As to the column's closing existential question, wondering why we should exist, the answer lies in the very basis of every coalition — to work collaboratively around the ties that bind us together, not the ideological differences that forever threaten to push us apart.

While the column asserts that the ICC supports initiatives that sharpen the differences between us, as with any coalition, this is not the case.

Our strength stems from working collaboratively on what we all agree upon, which is frankly much greater than what divides us.
David A. Harris
Executive director
Israel on Campus Coalition
Washington, D.C.


Santorum Lost Because He Failed Pennsylvanians

I had to chuckle — or was it sneer? — at the interview with Rick Santorum, in which he tried to explain his defeat in the U.S. Senate race (People & Politics: "Ex-Republican Senator Takes on Radical Islam," Jan. 25).

With a large dose of hubris, he said his re-election bid was targeted by Democrats because they knew that, with all his talents, he'd be the likely Republican nominee for president.

Thus, some sort of devious conspiratorial effort sent him packing from the Senate to prevent his becoming the next president!

The reason Santorum lost the election was that Pennsylvania voters saw his policies for what they were.

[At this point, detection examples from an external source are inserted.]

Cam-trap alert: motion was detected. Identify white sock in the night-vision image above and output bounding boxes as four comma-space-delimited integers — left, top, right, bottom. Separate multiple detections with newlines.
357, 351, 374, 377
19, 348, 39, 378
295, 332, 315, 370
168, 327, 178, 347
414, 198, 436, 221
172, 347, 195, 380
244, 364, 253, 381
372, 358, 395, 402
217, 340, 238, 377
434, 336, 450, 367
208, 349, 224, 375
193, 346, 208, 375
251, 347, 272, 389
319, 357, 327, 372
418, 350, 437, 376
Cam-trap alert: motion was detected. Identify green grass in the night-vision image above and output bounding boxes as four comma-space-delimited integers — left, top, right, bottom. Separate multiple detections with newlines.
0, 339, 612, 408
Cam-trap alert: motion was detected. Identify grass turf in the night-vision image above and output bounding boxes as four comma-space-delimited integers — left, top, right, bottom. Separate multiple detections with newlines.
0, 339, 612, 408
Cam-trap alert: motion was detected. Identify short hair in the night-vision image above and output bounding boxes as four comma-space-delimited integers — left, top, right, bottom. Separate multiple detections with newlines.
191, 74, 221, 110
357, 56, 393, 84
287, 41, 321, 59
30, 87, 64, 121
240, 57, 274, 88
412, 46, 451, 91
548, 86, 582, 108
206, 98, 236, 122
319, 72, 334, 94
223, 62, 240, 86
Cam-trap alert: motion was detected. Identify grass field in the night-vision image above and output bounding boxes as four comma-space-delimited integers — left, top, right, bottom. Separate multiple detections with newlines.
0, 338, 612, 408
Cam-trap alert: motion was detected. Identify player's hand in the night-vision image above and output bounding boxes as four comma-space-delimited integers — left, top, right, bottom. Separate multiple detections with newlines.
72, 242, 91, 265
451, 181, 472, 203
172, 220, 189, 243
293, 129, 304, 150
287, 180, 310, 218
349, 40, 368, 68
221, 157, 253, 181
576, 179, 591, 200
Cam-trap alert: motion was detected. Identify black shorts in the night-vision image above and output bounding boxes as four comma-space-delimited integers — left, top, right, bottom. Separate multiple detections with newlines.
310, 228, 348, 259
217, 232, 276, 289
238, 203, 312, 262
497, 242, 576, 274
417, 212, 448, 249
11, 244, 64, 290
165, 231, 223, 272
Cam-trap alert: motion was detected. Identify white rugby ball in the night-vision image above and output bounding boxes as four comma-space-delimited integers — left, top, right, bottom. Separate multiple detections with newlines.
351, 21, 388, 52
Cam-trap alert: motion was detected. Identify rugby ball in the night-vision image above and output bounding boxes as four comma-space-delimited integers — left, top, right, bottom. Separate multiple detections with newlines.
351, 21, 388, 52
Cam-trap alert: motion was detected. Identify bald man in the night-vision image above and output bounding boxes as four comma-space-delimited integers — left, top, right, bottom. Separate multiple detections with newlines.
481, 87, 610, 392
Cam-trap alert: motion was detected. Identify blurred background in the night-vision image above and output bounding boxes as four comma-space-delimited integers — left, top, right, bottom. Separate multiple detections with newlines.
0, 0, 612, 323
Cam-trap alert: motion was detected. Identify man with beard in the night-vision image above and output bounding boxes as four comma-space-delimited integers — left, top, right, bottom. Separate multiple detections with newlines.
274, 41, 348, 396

Over and over again, his votes throughout the years were those that favored the corporations and the wealthy, and left behind the ordinary Pennsylvanian.

He spent as much time with lobbyists as with his constituents, and failed to address the problems of working people.

I remember one letter from him boasting that the new Medicare prescription plan would not be encumbered by any provisions allowing the government to negotiate drug prices with the pharmaceutical companies. Thank goodness this provision is being rewritten.

Rick Santorum should clear away the delusions of grandeur, and try to reflect on whom he was elected to represent and how he failed them.
Darlene Finch


No Place Like Philly for a Night on the Town!

I just wanted to say thanks to the Jewish Exponent. I won two tickets in your contest for "Nerds, A Musical Software Satire" (Arts & Entertainment, Jan. 18).

It was absolutely one of the best musicals we've seen. It was a great treat, and we even took four other friends along.

What a city Philly is for the best in entertainment!